Il faut séparer l’info de la pub


L’instance chargée de veiller sur l’éthique des médias livre ainsi sa position sur la plainte déposée en avril 2006 par «Info en danger». Cette association, créée par cinq journalistes romands, avait saisi le Conseil pour dénoncer les «dérives qui affectent les journalistes, notamment face aux annonceurs.»

Auteur de la plainte, Christian Campiche, journaliste à «La Liberté», s’insurgeait contre une «pratique désormais systématique dans certains journaux» qui consiste «à mélanger le contenu rédactionnel et les messages à caractère publicitaire.» On finit par avoir l’impression de lire un catalogue de grand magasin plutôt qu’un journal, poursuivait-il.

Pas vraiment nouveau

Les auditions menées par le Conseil de la presse confirment cette dérive, due à une situation tendue du marché de la pub, à l’apparition des journaux gratuits, au développement d’internet ou encore à l’importance que prennent les marques et la consommation dans la culture contemporaine.

«Le phénomène n’est pas nouveau», explique Sylvie Arsever. «Ce qui est vraiment nouveau, c’est son amplification.» La vice-présidente du Conseil pointe ainsi du doigt les demandes toujours plus pressantes et «novatrices» des annonceurs en matière d’emplacements: en haut ou au centre d’une page, voire sur toute la une, comme cela s’est déjà vu…

Le diktat de l’annonceur

Autres dérives: la volonté des annonceurs de placer leurs publicités en utilisant les mêmes typographie, encolonnement et titraille que le média dans lequel ils sont publiés. Enfin, Sylvie Arsever s’inquiète des demandes ou offres de contenu («vous faites des articles sur ces produits, et nous mettons des pubs…»).

Ce dernier point préoccupe tout particulièrement le Conseil de la presse. Sylvie Arsever cite notamment le cas d’une rédaction qui s’est vu approcher par une compagnie aérienne: elle demandait au journal d’écrire régulièrement, dans ses pages «tourisme», des reportages en lien avec des destinations qu’elle dessert. En échange, la compagnie s’engageait à mettre plein de publicités. «La rédaction a refusé», se félicite Sylvie Arsever.

Christian Campiche a tenu à saluer l’engagement du Conseil de la presse «et son sérieux avec lequel il a traité notre plainte. Ses recommandations légitimeront les démarches des consœurs et confrères qui entendent pratiquer leur métier dans le respect de la Déclaration des devoirs et des droits du journaliste.»

Des règles à respecter

Le Conseil de la presse n’a aucun pouvoir de répression, et donc peu de marge de manœuvre pour changer les choses. «Sa seule sanction est la publication d’une prise de décision», reconnaît le président Peter Studer. Le Conseil se contente donc de rappeler les règles de base.
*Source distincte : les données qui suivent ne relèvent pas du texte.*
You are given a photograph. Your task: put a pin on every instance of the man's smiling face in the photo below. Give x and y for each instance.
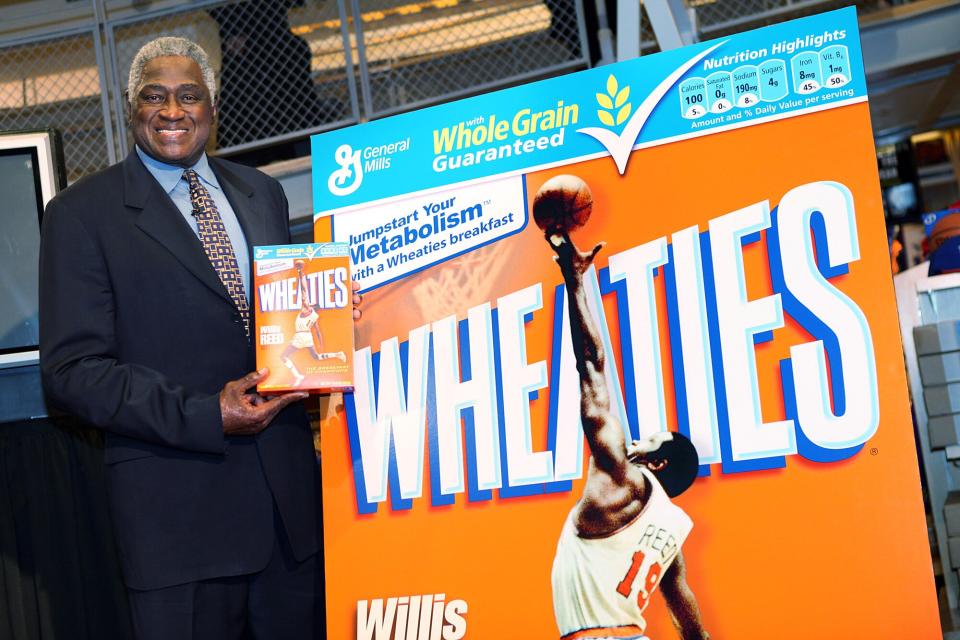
(172, 111)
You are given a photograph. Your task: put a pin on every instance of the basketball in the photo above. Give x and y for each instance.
(563, 203)
(946, 227)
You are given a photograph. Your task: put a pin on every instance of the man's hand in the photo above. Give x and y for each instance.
(573, 262)
(247, 414)
(357, 299)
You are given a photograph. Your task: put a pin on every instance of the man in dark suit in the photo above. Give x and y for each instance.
(146, 334)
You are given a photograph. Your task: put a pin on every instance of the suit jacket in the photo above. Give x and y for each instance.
(138, 337)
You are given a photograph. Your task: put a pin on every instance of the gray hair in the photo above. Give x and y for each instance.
(169, 46)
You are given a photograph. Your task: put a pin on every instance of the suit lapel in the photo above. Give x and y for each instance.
(161, 220)
(240, 195)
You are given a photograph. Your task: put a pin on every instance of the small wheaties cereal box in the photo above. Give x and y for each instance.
(304, 317)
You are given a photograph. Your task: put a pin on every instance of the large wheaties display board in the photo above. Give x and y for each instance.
(743, 298)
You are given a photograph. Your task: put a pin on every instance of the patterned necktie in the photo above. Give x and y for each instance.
(216, 244)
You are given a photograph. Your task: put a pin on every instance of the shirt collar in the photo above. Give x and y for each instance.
(169, 175)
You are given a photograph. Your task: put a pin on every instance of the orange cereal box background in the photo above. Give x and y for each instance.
(810, 550)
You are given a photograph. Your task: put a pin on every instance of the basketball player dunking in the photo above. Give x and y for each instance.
(307, 334)
(622, 540)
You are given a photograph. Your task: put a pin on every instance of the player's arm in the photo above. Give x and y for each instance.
(604, 433)
(681, 602)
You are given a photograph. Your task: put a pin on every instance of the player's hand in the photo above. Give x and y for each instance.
(357, 299)
(247, 414)
(572, 261)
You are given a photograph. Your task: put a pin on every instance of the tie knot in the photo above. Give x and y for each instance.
(192, 178)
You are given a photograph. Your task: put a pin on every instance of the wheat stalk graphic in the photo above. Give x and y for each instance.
(613, 100)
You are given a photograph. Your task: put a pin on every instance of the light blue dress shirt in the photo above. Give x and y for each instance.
(175, 185)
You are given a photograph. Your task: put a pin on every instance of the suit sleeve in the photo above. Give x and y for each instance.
(80, 369)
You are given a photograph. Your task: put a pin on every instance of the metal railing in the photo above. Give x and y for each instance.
(286, 68)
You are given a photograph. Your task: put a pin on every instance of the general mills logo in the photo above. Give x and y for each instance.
(346, 179)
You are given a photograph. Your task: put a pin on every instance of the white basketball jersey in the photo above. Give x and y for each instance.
(602, 585)
(303, 323)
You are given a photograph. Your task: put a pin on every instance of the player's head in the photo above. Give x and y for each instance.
(671, 457)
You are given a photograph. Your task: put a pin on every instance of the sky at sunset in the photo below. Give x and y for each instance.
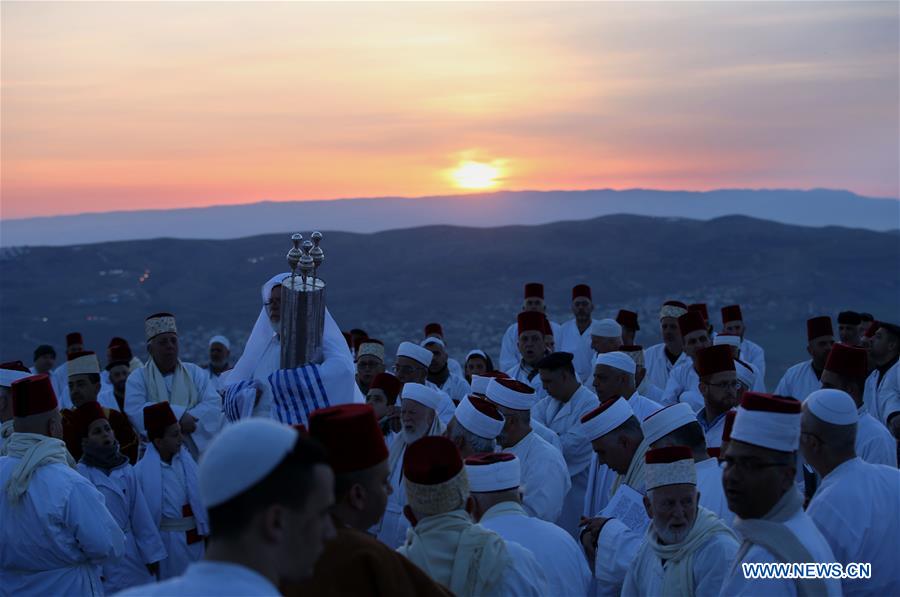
(112, 106)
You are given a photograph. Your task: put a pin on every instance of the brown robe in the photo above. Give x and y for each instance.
(355, 563)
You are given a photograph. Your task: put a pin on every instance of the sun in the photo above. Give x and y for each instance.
(476, 175)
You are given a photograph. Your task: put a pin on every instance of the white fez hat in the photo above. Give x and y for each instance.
(494, 472)
(415, 352)
(606, 328)
(509, 397)
(241, 456)
(479, 423)
(421, 394)
(616, 360)
(833, 406)
(605, 418)
(666, 420)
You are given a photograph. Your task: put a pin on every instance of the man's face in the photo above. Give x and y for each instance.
(164, 350)
(367, 367)
(755, 478)
(531, 346)
(582, 307)
(82, 389)
(674, 510)
(695, 341)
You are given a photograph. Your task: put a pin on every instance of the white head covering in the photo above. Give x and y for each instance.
(617, 360)
(415, 352)
(833, 406)
(228, 468)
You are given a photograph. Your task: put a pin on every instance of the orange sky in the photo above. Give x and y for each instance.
(109, 106)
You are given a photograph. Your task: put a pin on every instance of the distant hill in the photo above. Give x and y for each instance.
(818, 207)
(392, 283)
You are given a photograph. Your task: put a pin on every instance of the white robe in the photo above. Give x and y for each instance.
(856, 509)
(208, 411)
(509, 348)
(799, 381)
(545, 477)
(127, 505)
(802, 526)
(55, 539)
(210, 578)
(565, 419)
(564, 564)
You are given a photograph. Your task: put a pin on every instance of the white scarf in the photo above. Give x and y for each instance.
(183, 393)
(465, 557)
(678, 579)
(35, 451)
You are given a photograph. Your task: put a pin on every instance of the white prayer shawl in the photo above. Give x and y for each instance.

Ainsi, la rédaction doit décider elle-même des objets à traiter, en refusant toute consigne des annonceurs. Si elle choisit de parler d’un produit, l’article doit être élaboré dans le respect des règles déontologiques: «Le lecteur doit être en mesure de reconnaître les informations vérifiées, celles qui ressortent de l’appréciation du rédacteur et celles qui sont de simples affirmations du producteur», insiste Sylvie Arsever.

Autre règle:

les offres de sponsoring peuvent être acceptées, si elles se limitent à un cadre assez large. «Dans tous les cas, un article dont le financement n’est pas entièrement assuré par le média doit être signalé comme tel», souligne la vice- présidente du Conseil.

Un journaliste se devra aussi d’éviter un ton trop complaisant dans la présentation d’un produit.

Enfin, le Conseil rappelle la nécessité de séparer clairement le contenu rédactionnel de la publicité. Et salue le code de conduite convenu, en janvier, entre les éditeurs, les annonceurs, et la Conférence des rédacteurs en chef. Ce code vise le principe d’une pleine transparence envers le public.

Christian Campiche, présent lors de la conférence, reste sceptique quant à l’efficacité de ce code. Et déclare attendre pour voir.